Currently, only 4.5 percent of teens use long-acting reversible methods of contraception (LARC). The AAP is urging that to change because of LARCs’ “efficacy, safety, and ease of use.”

China’s Two-Child Policy

Two years from now all Chinese couples will be permitted to have two children, says a spokesperson for the Chinese Academy of Social Sciences.

The policy was already relaxed last year for couples in which at least one parent was an only child. But only 3 percent of qualified couples applied for permission in the first six months after the policy took effect to have a second child. The Chinese fertility rate is 1.66 children per woman—about half a child lower than replacement rate.

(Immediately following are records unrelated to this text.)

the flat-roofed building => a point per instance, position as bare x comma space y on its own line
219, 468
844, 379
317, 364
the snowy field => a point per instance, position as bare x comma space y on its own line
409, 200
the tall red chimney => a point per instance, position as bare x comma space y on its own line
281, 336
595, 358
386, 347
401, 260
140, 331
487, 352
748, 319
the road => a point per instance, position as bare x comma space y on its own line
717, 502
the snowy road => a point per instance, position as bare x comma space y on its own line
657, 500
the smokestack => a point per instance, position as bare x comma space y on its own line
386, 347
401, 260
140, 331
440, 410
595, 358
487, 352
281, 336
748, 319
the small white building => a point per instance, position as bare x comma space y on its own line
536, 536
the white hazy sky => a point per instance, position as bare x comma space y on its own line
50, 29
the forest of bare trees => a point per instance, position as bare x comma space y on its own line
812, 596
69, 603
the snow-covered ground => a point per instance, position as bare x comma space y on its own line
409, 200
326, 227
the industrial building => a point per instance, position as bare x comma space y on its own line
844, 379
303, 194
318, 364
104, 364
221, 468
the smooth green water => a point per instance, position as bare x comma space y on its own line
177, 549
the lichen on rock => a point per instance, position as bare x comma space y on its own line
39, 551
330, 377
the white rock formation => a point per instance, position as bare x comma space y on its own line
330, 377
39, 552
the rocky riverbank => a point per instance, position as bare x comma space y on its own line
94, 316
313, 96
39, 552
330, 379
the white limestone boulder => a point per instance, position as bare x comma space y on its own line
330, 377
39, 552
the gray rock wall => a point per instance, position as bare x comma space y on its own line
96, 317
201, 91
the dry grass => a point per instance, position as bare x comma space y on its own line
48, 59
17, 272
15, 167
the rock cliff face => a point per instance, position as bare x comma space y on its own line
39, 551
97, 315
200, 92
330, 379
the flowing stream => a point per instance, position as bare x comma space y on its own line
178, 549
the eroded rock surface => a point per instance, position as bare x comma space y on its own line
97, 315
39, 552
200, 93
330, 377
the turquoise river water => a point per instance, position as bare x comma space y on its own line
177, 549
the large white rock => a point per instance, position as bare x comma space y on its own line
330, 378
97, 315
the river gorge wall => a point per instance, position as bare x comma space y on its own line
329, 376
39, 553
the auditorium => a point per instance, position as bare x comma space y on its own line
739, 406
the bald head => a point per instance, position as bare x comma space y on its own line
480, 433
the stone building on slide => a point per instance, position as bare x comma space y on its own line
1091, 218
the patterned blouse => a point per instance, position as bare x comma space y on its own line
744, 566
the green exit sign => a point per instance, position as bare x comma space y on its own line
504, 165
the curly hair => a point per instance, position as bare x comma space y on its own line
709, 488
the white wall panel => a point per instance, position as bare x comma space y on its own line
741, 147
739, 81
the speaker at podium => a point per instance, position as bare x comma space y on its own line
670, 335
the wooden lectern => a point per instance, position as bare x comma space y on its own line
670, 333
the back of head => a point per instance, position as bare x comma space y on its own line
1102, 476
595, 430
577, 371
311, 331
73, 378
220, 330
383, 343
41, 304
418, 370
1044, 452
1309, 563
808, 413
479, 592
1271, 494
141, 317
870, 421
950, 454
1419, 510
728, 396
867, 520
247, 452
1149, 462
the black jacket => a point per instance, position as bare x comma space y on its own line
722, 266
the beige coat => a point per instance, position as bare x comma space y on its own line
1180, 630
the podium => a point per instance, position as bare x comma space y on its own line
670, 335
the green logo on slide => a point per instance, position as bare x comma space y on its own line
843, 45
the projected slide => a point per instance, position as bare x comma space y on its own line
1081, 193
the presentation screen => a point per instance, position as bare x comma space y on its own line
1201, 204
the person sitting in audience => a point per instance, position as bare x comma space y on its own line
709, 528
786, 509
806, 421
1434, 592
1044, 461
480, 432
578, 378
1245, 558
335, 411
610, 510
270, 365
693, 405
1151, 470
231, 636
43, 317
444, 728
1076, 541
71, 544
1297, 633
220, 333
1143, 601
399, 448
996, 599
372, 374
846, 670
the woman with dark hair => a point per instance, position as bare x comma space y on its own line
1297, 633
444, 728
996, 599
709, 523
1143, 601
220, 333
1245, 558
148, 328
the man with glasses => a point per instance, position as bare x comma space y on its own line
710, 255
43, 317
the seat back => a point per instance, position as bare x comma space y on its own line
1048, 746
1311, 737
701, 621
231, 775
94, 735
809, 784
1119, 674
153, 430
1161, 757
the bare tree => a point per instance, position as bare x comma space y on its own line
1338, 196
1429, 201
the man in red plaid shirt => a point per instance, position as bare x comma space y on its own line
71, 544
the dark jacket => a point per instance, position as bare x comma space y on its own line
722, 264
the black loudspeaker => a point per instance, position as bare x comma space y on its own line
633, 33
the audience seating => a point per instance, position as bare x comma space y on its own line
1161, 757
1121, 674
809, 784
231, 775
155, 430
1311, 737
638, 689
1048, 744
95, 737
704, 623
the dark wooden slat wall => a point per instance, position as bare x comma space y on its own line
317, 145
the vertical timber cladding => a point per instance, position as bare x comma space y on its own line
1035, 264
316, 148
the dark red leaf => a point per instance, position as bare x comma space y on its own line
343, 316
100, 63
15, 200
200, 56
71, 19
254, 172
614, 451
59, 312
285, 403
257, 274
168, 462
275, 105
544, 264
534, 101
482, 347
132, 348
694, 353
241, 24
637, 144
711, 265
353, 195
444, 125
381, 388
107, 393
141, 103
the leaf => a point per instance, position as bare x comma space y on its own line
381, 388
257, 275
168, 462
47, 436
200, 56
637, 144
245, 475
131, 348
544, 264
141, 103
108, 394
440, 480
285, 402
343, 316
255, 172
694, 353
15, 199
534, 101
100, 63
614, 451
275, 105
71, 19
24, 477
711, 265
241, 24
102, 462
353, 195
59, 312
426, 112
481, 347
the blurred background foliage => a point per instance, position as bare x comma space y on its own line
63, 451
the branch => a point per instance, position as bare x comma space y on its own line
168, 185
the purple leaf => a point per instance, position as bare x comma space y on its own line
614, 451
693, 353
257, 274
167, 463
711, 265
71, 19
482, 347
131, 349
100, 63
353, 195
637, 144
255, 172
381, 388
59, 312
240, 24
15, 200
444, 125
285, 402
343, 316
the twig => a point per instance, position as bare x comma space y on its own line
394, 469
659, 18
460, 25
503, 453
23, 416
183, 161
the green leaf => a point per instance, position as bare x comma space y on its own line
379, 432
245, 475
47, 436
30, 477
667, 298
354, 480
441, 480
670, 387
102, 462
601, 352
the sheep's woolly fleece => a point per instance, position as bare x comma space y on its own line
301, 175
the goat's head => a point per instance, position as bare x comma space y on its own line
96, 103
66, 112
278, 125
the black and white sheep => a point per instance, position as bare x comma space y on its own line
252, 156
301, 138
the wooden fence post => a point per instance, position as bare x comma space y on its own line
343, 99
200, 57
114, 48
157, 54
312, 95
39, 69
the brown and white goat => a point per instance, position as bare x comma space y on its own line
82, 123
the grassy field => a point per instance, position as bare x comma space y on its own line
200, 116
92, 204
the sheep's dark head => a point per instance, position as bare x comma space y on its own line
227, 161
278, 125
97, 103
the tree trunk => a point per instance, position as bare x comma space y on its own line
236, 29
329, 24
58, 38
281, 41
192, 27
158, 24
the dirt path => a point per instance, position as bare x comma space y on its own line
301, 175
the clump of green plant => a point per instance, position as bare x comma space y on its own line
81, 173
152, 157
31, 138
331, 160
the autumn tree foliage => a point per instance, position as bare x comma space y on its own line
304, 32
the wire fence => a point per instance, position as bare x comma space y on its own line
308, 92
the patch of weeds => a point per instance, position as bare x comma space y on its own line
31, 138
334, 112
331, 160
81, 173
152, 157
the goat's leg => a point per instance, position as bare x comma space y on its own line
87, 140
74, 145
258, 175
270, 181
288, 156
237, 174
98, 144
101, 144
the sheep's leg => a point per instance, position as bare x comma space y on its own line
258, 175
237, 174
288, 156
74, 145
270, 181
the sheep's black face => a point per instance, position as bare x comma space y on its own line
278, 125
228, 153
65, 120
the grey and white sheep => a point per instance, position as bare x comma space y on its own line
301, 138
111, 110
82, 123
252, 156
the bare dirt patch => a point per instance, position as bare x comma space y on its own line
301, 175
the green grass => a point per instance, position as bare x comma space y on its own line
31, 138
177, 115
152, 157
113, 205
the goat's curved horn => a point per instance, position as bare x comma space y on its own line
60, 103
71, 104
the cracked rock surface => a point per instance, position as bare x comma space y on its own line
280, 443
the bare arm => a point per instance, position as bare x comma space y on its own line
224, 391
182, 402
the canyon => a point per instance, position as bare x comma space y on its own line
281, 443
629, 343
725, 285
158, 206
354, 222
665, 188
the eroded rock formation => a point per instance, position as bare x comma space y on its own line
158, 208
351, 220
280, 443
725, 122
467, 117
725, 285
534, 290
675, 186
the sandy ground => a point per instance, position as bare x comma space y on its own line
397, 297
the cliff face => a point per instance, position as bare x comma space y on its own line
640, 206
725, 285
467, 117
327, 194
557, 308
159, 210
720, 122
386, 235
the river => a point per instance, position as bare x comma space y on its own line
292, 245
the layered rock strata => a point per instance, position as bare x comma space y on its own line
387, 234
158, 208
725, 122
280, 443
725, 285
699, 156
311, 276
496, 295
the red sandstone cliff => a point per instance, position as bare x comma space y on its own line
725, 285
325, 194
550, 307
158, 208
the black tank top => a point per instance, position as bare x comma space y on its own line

Indian Women Die from Tainted Antibiotics

In the Indian state of Chhattisgarh, 15 women died after undergoing tubal ligations in November. The women who underwent the procedures had been sent home with ciprofloxacin, a common antibiotic. Testing of the tablets after the women’s deaths found that they were contaminated with zinc phosphide—a chemical compound commonly used in rat poison. This is not the first time the pharmaceutical company Mahawar Pharmaceuticals has been faulted; in 2012, it was banned from producing drugs for 90 days for manufacturing sub-standard drugs.

Female sterilization is the most common form of birth control in India. More than 35 percent of Indian women who are married or in a relationship have been sterilized—the percentage rises predictably for women who have achieved their desired family size and wish to have no more children.

Favorable Contraceptive Ruling

The United States Court of Appeals for the District of Columbia Circuit dealt an encouraging victory to birth control users and supporters in November. It rejected a claim by religiously affiliated nonprofits that the contraceptive mandate of the Affordable Care Act violates the groups’ religious freedom. These groups will therefore still be required to offer contraceptive coverage to their employees at no charge.

Half of Earth’s Vertebrate Wildlife Lost in Past 40 Years

The 2014 Living Planet Report, published by the World Wildlife Fund, revealed that the number of vertebrate animals worldwide declined by 52 percent between 1970 and 2010. Such a drop in 40 years is alarming and much faster than previous declines. The declines are primarily due to habitat loss and degradation, hunting and fishing, and climate change. The report studied the populations of 3,038 mammal, bird, reptile, amphibian, and fish species.

The species worst affected were freshwater animals like frogs. The tropics—those in Latin America in particular—saw the greatest declines of any region at up to 83 percent.